Columna de Sebastián Sichel: La captura

El embajador de Chile en España, Javier Velasco Villegas
El embajador de Chile en España, Javier Velasco Villegas. Imagen de archivo. Foto: Alejandro Martínez Vélez / Europa Press.


¿Cuánta discrecionalidad se debe dar a la autoridad para nombrar funcionarios? El caso de nombramiento de embajadores y miembros del Poder Judicial se ha visto envuelto en una polémica profunda estos meses. El caso célebre de una embajadora sin ningún tino en Inglaterra o las contumaces “metidas de pata” del embajador de España han puesto en el tapete la discrecionalidad en los nombramientos de embajadores. Del mismo modo, las filtraciones de WhatsApp de abogados han demostrado el nivel de oscuridad en que opera muchas veces el nombramiento de autoridades judiciales. ¿Es culpa de la forma?

La realidad es que los sistemas institucionales anteriores terminaron igual de degradados que el actual. La Constitución de 1925 requería la aprobación del Senado en el nombramiento de embajadores, lo que hizo que en los periodos de polarización, desde 1960, cada ocasión se transformaba en una batalla campal que inmovilizaba cualquier designación y avergonzaba la política internacional de Chile. Por lo mismo, la Constitución de 1980 decidió entregar esa responsabilidad sólo al Presidente de la República. Pero, como en todo, hay cosas que ni las leyes ni las normas pueden corregir: el criterio de quienes nos gobiernan. Los mecanismos institucionales de designación funcionaron correctamente mientras la política entendió que de su actuar correcto dependía el funcionamiento del país.

Casos emblemáticos, como la remoción de Claudio Huepe en 2007 como embajador de Venezuela -icónico concertacionista- o el nombramiento de Enrique Cury como ministro de la Corte Suprema (1998) ratificaban esa convicción: sólo los mejores llegaban a esos importantes cargos y no importaba qué tan buenos fueran, sus errores los llevaban a la remoción. En esto, izquierdas y derechas unidas no eran vencidas: el prestigio de la política exterior del Estado o la relevancia de las instituciones autónomas o judiciales permitía entender que el interés superior del Estado estaba por sobre toda consideración política o de amistad de quien ejerciera el poder. Por lo mismo, Frei Ruiz-Tagle fue capaz de remover a Germán Correa a meses de su nombramiento; Sebastián Piñera a Rodrigo Hinzpeter; Ricardo Lagos a Álvaro García, y así un largo etcétera.
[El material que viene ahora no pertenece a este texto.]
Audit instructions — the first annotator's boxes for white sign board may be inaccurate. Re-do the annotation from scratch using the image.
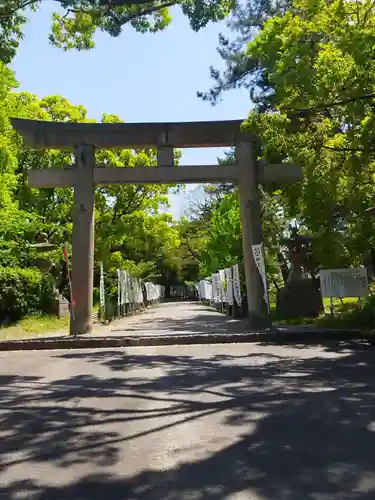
[219,269,227,302]
[251,243,270,312]
[320,267,368,298]
[232,264,242,306]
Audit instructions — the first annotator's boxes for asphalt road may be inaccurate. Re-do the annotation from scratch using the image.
[0,344,375,500]
[108,301,256,336]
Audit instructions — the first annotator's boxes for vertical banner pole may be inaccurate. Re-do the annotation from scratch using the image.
[64,244,76,321]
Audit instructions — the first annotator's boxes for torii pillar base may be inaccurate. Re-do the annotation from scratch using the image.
[236,136,270,331]
[70,145,95,335]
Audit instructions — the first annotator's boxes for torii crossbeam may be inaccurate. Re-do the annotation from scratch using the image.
[12,118,302,335]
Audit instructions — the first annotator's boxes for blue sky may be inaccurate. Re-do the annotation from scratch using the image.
[12,2,250,217]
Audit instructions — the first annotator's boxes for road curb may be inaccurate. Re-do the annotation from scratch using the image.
[0,330,373,351]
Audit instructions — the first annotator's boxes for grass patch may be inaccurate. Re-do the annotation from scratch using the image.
[271,295,375,330]
[0,315,69,340]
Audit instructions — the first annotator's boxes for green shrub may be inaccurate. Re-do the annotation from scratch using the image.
[0,267,53,323]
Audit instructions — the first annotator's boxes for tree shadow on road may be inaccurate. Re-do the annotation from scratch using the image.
[0,343,375,500]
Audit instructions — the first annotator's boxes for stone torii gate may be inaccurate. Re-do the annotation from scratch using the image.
[12,118,302,335]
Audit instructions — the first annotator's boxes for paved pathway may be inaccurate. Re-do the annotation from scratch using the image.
[106,302,253,336]
[0,344,375,500]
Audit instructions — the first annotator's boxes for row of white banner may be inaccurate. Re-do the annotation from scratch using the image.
[99,264,164,309]
[197,264,242,306]
[197,243,269,308]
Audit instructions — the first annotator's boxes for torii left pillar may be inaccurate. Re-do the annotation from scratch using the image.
[70,144,95,335]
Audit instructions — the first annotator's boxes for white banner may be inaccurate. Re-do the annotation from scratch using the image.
[99,262,105,311]
[225,267,233,306]
[319,267,368,298]
[219,269,227,302]
[212,273,221,304]
[232,264,242,306]
[251,243,270,312]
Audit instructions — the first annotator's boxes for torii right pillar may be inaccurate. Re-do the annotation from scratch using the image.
[236,139,271,330]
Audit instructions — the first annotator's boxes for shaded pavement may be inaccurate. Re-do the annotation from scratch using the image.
[108,302,256,336]
[0,342,375,500]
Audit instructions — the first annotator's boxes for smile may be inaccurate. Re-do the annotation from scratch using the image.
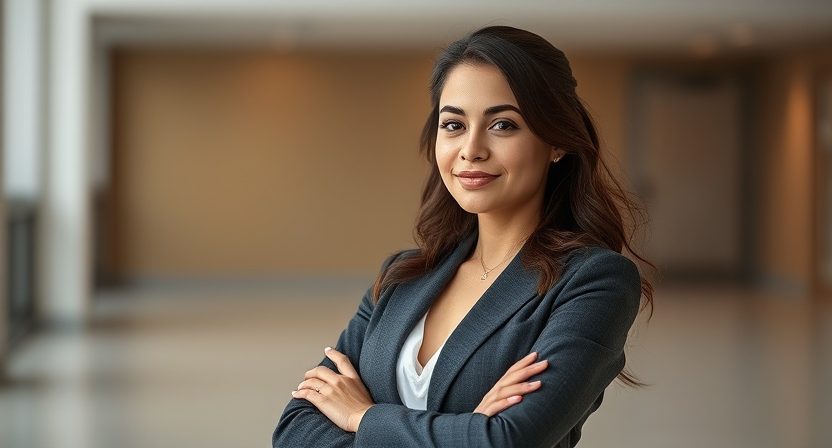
[457,176,500,190]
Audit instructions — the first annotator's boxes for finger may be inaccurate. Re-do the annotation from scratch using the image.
[303,366,338,384]
[501,359,549,386]
[297,378,329,394]
[324,347,358,378]
[506,352,537,373]
[495,380,542,401]
[484,395,523,417]
[292,389,324,410]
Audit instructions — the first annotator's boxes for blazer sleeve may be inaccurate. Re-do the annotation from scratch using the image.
[272,253,400,448]
[354,251,641,447]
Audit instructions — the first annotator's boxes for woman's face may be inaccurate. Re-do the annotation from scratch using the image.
[436,63,562,214]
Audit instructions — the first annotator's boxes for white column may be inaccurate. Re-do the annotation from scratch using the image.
[39,0,91,324]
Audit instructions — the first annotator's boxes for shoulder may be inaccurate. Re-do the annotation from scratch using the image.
[563,245,641,284]
[550,246,641,349]
[552,246,641,310]
[381,249,419,272]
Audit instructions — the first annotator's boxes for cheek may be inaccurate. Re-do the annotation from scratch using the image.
[435,142,454,172]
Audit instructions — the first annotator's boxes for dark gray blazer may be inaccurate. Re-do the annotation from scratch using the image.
[272,230,641,447]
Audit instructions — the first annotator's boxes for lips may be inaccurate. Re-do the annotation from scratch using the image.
[456,171,500,190]
[456,171,499,178]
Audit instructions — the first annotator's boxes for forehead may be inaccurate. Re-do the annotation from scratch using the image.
[439,63,517,111]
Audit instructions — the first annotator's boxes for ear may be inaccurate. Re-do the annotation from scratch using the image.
[549,146,566,160]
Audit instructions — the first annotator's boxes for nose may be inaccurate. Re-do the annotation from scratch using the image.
[459,131,488,160]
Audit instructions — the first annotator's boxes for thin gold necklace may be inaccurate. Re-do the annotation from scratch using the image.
[480,237,529,280]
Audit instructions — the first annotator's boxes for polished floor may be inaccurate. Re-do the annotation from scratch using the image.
[0,283,832,448]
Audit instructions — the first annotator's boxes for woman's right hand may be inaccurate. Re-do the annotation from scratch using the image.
[474,352,549,417]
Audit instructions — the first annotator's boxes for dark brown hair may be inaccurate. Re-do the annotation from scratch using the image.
[372,26,655,386]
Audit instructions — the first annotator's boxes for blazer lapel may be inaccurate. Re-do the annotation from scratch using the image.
[428,232,538,411]
[362,230,477,404]
[361,229,538,410]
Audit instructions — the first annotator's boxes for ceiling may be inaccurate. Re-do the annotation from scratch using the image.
[88,0,832,54]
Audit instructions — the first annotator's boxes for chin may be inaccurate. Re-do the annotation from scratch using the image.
[454,198,493,215]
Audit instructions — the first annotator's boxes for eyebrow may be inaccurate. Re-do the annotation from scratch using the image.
[439,104,523,116]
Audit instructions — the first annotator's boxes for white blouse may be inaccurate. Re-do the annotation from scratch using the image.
[396,313,447,411]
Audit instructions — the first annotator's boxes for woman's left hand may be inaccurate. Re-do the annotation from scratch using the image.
[292,347,375,432]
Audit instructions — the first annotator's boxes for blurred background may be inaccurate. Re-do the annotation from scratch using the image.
[0,0,832,448]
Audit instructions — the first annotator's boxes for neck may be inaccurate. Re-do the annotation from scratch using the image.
[474,206,540,267]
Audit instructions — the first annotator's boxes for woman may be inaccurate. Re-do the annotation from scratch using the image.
[272,26,652,447]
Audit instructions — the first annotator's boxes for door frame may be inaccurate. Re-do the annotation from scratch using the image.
[625,60,760,284]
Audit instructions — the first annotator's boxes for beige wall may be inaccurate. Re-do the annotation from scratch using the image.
[108,50,627,277]
[758,46,832,288]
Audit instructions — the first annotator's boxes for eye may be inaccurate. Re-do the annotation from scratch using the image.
[491,120,517,131]
[439,120,462,132]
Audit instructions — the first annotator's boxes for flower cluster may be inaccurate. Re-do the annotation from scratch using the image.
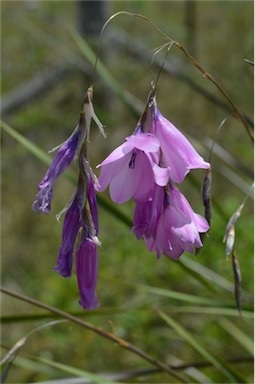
[33,88,104,309]
[96,89,210,259]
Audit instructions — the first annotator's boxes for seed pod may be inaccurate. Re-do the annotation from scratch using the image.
[202,168,212,225]
[232,250,242,314]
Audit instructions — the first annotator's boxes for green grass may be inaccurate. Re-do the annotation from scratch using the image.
[2,1,253,383]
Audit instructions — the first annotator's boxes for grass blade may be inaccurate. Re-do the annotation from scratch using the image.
[158,311,246,383]
[0,120,132,227]
[218,317,254,356]
[139,285,227,306]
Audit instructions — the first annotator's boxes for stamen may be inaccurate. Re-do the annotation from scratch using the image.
[128,152,136,169]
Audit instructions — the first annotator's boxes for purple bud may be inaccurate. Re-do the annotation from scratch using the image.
[53,197,82,277]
De igual forma se entendía que cargos y designaciones eran para aquellos que tuvieran la capacidad de ejercerlos y para responder las necesidades de la población y no una forma de sostener empleos o formar cuadros. No se aprendía con recursos públicos. La crisis actual del sistema político tiene como corolario la captura del Estado. Ya no hay cargos por mérito, ni dotaciones públicas por necesidad, ni despidos por mala gestión. Todo se trata de los nuestros versus el resto. Y de llenar cargos y cupos para ejercer el poder bien o mal. Ya nadie renuncia o lo despiden. Todos se van porque son víctimas de los del frente o se quedan porque deben ser defendidos por ser nuestros. Amistades y militancias pesan más que capacidades y práctica.

Javier Velasco no es una excepción a la regla. Es la punta del iceberg de una promesa política -la del Frente Amplio- que se degrada a sí misma: eran peores que los de antes, para ellos más vale tener amigos que capacidades. El problema es el de siempre: los que más rápido capturaron el sistema son justo los que habían prometido venir a cambiarlo. Fundaciones, embajadas, municipios, empresas públicas… Nada escapa a su captura. Fueron buenos aprendices de las peores prácticas.

Por Sebastián Sichel, abogado y ex candidato presidencial.